A number of hon. Members, including the hon. Member for Westminster North, referenced the IFS study. Obviously it is important that we examine such studies; and across Government that study will be taken seriously and examined in detail. However, as the hon. Lady will have to admit, it is not a complete analysis. There are omissions in the IFS analysis that make its findings incomplete. I am thinking particularly of the area that affects my Department the most—the impact of incentives to work, which will have a dynamic effect on all issues but were not taken into account in that study. The analysis by the hon. Member for Solihull (Lorely Burt) of the IFS report was a helpful contribution to the debate and balanced some of the other comments.

Another area that many hon. Members touched on was the impact of the Budget measures on families in general. My hon. Friend the Member for Cities of London and Westminster (Mr Field) referred to the wide-ranging impact that poverty can have on communities. I join him in applauding the work that Westminster city council does in that respect. I know about that, having met people involved in it before the election, when I was not in my current post, to hear in more detail about the family recovery plan in that area.

The Budget measures included increases in the child element of the tax credit that are well above inflation. That meant that the measures taken to freeze child benefit would be neutralised. We saw in the Budget a very effective way of protecting the poorest families by ensuring that we target the help available to us on the people who need it most.

A number of hon. Members referenced the VAT increase. I want to ensure that it is clear to hon. Members that that still does not apply to the things that children need the most: food and clothing. Therefore the increase will not have the impact that some of the scaremongers who have been talking about it might imply.

The hon. Member for Westminster North asked where the savings were coming from. I suggest to her that having 2.1 million people written off on old-style incapacity benefits is not the best and most effective way to run the country, that work is the best way out of poverty and that helping more of those people out of benefit dependency and into work will be an effective way of reducing our benefits bill.

In addition, we are working on a number of ways to ensure that families and parents benefit from work. Jobcentre Plus is now very experienced in developing employment programmes to support lone parents. The previous Government did a lot of work on that. Lone parent advisers have flexible options to enable families to get into work whenever they can, within the needs of the families and particularly their children’s need to go to school. [Interruption.] If hon. Members will forgive me, I have two minutes to try to complete my answers to an extremely long list of questions.

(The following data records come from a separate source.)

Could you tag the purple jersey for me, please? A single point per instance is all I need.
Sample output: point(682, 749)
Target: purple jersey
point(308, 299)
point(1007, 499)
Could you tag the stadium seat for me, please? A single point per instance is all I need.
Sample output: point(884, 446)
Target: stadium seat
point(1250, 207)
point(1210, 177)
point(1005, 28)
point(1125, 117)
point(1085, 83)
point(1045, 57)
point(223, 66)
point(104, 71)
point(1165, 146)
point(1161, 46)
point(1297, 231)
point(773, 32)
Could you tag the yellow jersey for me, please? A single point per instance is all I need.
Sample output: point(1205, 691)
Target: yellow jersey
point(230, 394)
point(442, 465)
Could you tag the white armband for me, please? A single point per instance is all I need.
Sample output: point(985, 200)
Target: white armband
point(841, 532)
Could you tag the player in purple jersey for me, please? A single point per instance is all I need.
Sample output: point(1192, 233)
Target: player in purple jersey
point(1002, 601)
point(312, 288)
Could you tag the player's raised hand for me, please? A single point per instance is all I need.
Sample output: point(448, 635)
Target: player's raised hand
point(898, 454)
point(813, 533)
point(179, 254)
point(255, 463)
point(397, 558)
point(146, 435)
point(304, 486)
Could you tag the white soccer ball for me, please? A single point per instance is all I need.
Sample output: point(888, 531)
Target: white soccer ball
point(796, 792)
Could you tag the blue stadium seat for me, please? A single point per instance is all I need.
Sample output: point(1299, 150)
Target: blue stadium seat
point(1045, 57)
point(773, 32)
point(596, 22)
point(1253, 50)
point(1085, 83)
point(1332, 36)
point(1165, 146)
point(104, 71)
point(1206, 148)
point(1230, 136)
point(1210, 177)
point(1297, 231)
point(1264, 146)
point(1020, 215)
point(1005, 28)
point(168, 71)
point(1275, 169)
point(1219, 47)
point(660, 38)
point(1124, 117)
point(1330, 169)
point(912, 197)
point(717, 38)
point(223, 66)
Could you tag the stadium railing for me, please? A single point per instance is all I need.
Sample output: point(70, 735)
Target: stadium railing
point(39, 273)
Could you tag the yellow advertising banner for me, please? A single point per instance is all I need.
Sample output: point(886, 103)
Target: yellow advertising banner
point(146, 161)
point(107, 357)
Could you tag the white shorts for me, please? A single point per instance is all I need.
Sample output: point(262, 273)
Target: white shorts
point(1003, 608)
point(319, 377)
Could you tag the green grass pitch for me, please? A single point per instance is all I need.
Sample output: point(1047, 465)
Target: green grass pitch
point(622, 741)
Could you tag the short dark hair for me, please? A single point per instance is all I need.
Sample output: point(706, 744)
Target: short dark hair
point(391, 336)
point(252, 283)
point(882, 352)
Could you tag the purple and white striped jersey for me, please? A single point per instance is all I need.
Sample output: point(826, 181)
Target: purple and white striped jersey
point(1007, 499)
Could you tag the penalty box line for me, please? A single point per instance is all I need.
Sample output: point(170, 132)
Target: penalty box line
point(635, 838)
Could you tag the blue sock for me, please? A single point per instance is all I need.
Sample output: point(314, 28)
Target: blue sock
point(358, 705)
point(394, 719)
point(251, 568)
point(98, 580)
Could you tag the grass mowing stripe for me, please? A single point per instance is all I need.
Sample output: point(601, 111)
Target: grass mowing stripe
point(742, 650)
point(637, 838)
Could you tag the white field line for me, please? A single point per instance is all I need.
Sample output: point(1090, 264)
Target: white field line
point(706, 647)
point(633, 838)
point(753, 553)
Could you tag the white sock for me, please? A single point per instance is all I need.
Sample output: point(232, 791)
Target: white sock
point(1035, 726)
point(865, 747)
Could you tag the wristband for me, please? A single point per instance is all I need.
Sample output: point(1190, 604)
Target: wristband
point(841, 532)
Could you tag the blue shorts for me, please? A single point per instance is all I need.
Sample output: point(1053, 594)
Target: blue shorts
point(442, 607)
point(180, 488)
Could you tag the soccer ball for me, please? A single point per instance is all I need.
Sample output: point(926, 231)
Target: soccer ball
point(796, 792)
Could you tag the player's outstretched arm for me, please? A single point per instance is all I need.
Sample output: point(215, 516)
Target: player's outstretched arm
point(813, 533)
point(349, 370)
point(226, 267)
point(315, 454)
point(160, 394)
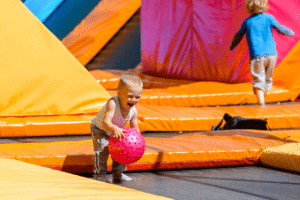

I want to talk directly about child poverty. The hon. Member for Colchester challenged me again on a number of issues to do with child poverty. I confirm to him that I have had meetings with both Save the Children and Barnardo’s. He talked about putting in place a cross-Government scheme to examine these issues. The Cabinet Committee considering social justice issues will be exactly the forum to debate some of these matters. Perhaps I can give him more details of that later.

The coalition Government continue to be committed to the aims of the Child Poverty Act 2010 and eradicating child poverty by 2020. The latest figures show that 2.8 million children remain in poverty. That is an increase of 100,000 since 2004 and is well off the previous Government’s targets. The Opposition need to acknowledge that fact if we are to have a reasoned debate.

There are a number of issues that I have not been able to cover in my comments. I was glad that the hon. Member for Solihull mentioned issues relating to pensioner poverty. Our policies in that respect will do a great deal to alleviate some of the problems faced by pensioners. With regard to disabled people, perhaps I can clarify one point for the hon. Member for Stretford and Urmston (Kate Green). It will not be a medical gateway that we introduce in relation to DLA. It is an objective assessment. I just wanted to put her mind at rest on that.